Volkswagen has faced considerable headwinds recently — including tariff pressures, intensifying competition from Chinese automotive manufacturers, and substantial expenses related to its electric vehicle transition. Meanwhile, Porsche AG, the performance vehicle division where Porsche SE holds a 12.5% stake, suspended its EV expansion program in September, generating additional costs.
The holding company’s net debt showed marginal improvement, declining to €5.1 billion from €5.2 billion year-over-year — a slight reduction that still represents a considerable debt burden.
Portfolio Holdings Deliver Strong Performance
Despite core challenges, some areas performed well. The holding company’s diversified portfolio investments generated €193 million in earnings, with drone technology firm Quantum Systems accounting for €114 million and semiconductor innovator Celestial AI contributing €47 million.
The total carrying value of these portfolio investments has approximately doubled to roughly €535 million since fiscal year-end 2024 — a metric management emphasized in its results.
Chairman of the board Hans Dieter Poetsch described the company’s investment portfolio as “a key strategic asset.”
Expanded Commitment to Defence Sector
Reflecting broader strategic shifts within German industry, Porsche SE disclosed a €100 million capital allocation to a newly established defence technology fund managed by investment firm DTCP.
This fund focuses on European technology startups developing capabilities in cyber defence, artificial intelligence, and related sectors. Interest in defence and technology investments has increased significantly as ongoing conflicts in Ukraine and the Middle East have elevated the sector’s strategic importance.
Poetsch emphasized the company’s ongoing commitment to Volkswagen as a core holding, highlighting €1 billion in cost reductions implemented across the group during the past year.

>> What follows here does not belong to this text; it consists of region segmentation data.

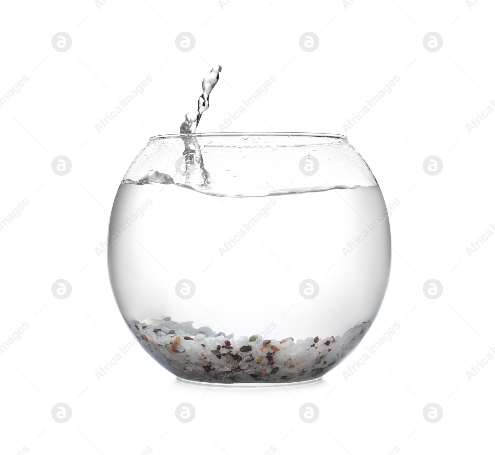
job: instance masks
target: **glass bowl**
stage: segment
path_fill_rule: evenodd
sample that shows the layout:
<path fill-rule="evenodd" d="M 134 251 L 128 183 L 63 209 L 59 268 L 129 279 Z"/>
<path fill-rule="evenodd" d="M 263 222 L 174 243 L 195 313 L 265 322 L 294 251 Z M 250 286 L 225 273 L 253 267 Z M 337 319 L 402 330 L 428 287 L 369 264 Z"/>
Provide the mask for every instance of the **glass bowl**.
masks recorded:
<path fill-rule="evenodd" d="M 390 268 L 382 192 L 337 135 L 151 137 L 117 192 L 108 242 L 141 345 L 209 383 L 319 378 L 361 341 Z"/>

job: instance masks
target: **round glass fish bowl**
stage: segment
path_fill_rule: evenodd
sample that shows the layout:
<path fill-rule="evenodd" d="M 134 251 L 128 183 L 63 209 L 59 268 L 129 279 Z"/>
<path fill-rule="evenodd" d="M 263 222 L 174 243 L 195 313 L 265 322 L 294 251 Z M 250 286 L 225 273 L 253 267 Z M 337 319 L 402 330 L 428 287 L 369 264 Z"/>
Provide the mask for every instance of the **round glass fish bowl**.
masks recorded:
<path fill-rule="evenodd" d="M 151 137 L 112 210 L 115 299 L 140 344 L 179 378 L 315 380 L 378 312 L 390 208 L 344 136 Z"/>

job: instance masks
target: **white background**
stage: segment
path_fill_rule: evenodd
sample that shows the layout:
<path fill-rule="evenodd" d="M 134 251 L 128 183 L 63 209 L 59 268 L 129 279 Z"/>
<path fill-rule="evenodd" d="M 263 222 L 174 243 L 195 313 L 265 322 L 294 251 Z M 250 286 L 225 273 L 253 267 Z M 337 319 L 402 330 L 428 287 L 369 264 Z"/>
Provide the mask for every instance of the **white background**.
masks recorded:
<path fill-rule="evenodd" d="M 7 0 L 1 12 L 0 96 L 29 78 L 0 108 L 0 218 L 29 201 L 0 231 L 0 343 L 29 325 L 0 356 L 2 454 L 493 452 L 495 360 L 470 380 L 466 372 L 495 348 L 495 239 L 470 257 L 466 250 L 495 232 L 495 113 L 470 133 L 466 126 L 495 98 L 492 2 L 108 0 L 99 9 L 90 0 Z M 65 52 L 51 45 L 60 31 L 72 40 Z M 196 38 L 190 52 L 175 46 L 184 31 Z M 298 44 L 308 31 L 319 38 L 313 52 Z M 437 52 L 423 45 L 432 31 L 443 38 Z M 387 203 L 400 201 L 382 309 L 348 362 L 310 387 L 182 385 L 138 346 L 99 381 L 95 371 L 131 338 L 95 252 L 115 192 L 149 136 L 178 132 L 217 64 L 198 132 L 219 131 L 273 75 L 229 131 L 343 133 L 400 77 L 346 133 Z M 98 132 L 147 75 L 146 91 Z M 60 155 L 72 164 L 64 176 L 51 167 Z M 423 169 L 432 155 L 444 164 L 436 176 Z M 60 278 L 72 287 L 65 300 L 50 290 Z M 432 278 L 444 286 L 436 300 L 422 291 Z M 346 380 L 351 361 L 394 323 L 392 339 Z M 65 423 L 51 417 L 61 402 L 72 412 Z M 183 402 L 196 411 L 187 424 L 175 415 Z M 307 402 L 319 409 L 312 423 L 299 417 Z M 443 409 L 436 423 L 423 416 L 430 403 Z"/>

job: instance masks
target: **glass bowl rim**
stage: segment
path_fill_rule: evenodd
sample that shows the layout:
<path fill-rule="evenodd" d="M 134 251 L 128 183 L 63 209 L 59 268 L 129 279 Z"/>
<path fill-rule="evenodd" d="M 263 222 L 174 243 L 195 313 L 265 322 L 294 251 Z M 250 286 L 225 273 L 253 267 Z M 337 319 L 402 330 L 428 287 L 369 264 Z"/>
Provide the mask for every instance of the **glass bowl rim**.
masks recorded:
<path fill-rule="evenodd" d="M 168 134 L 168 135 L 157 135 L 155 136 L 151 136 L 149 138 L 151 140 L 153 139 L 164 139 L 165 138 L 175 138 L 177 137 L 207 137 L 208 136 L 306 136 L 306 137 L 334 137 L 338 139 L 347 139 L 347 136 L 344 135 L 335 134 L 329 133 L 289 133 L 286 132 L 231 132 L 229 133 L 195 133 L 190 134 Z"/>

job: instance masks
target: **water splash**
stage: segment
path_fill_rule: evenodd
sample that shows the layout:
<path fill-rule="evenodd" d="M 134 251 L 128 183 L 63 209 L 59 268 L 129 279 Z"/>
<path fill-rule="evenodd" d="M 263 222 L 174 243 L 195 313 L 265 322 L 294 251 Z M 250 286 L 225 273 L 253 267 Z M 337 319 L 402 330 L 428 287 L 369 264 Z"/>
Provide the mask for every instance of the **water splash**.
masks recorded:
<path fill-rule="evenodd" d="M 186 120 L 181 125 L 180 133 L 182 134 L 194 134 L 199 123 L 203 113 L 209 107 L 210 93 L 216 85 L 220 77 L 222 67 L 215 65 L 203 79 L 203 92 L 198 100 L 198 110 L 186 114 Z"/>
<path fill-rule="evenodd" d="M 186 114 L 186 120 L 181 125 L 181 134 L 191 135 L 196 132 L 196 129 L 203 113 L 209 107 L 210 93 L 218 82 L 221 71 L 222 67 L 220 65 L 215 65 L 203 79 L 201 85 L 203 92 L 198 100 L 198 109 Z M 186 183 L 191 182 L 191 178 L 193 173 L 190 172 L 190 170 L 194 169 L 194 160 L 199 165 L 202 184 L 206 185 L 210 183 L 210 175 L 204 169 L 201 149 L 196 138 L 191 136 L 186 136 L 183 138 L 183 140 L 184 142 L 184 151 L 182 154 L 185 156 L 186 162 Z"/>
<path fill-rule="evenodd" d="M 186 114 L 186 120 L 181 125 L 180 132 L 181 135 L 184 135 L 181 138 L 184 143 L 184 151 L 182 154 L 184 156 L 186 163 L 186 172 L 184 174 L 185 182 L 184 183 L 175 182 L 174 179 L 168 174 L 151 169 L 139 181 L 127 179 L 123 181 L 122 183 L 133 183 L 137 185 L 144 185 L 148 183 L 165 184 L 175 183 L 189 187 L 202 187 L 211 183 L 209 173 L 204 169 L 201 148 L 194 134 L 196 132 L 196 129 L 203 113 L 209 107 L 210 93 L 218 82 L 221 71 L 222 67 L 220 65 L 215 65 L 205 76 L 202 84 L 203 92 L 198 100 L 198 109 Z M 198 163 L 199 172 L 194 172 L 197 167 L 195 162 Z"/>

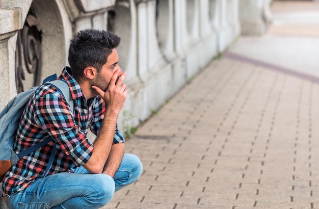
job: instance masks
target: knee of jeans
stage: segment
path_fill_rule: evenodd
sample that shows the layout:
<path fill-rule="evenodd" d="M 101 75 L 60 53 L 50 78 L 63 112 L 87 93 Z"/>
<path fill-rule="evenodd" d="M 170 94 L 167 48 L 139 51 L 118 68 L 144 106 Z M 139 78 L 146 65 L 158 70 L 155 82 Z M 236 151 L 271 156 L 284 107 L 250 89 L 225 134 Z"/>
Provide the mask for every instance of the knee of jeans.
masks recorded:
<path fill-rule="evenodd" d="M 138 178 L 143 171 L 143 165 L 140 159 L 136 155 L 132 154 L 127 154 L 129 158 L 129 161 L 131 165 L 134 165 L 132 168 L 132 175 L 134 178 Z"/>
<path fill-rule="evenodd" d="M 98 202 L 100 202 L 100 206 L 107 204 L 113 197 L 115 191 L 115 184 L 114 180 L 108 175 L 99 174 L 98 180 L 95 187 L 98 194 Z"/>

“We expect the management of both Volkswagen AG and Porsche AG to view the challenging situation as an opportunity to implement the strategic adjustments,” he stated.
Looking ahead to 2026, Porsche SE provided guidance for adjusted group profit after tax in a range between €1.5 billion and €3.5 billion — an unusually broad span that underscores uncertainty surrounding its primary automotive investments. Net debt is forecast to end the year between €4.7 billion and €5.2 billion.
The substantial range in guidance figures clearly indicates the limited visibility management currently has regarding the upcoming fiscal year.
Porsche SE stock was trading down 2.99% at the time of this report.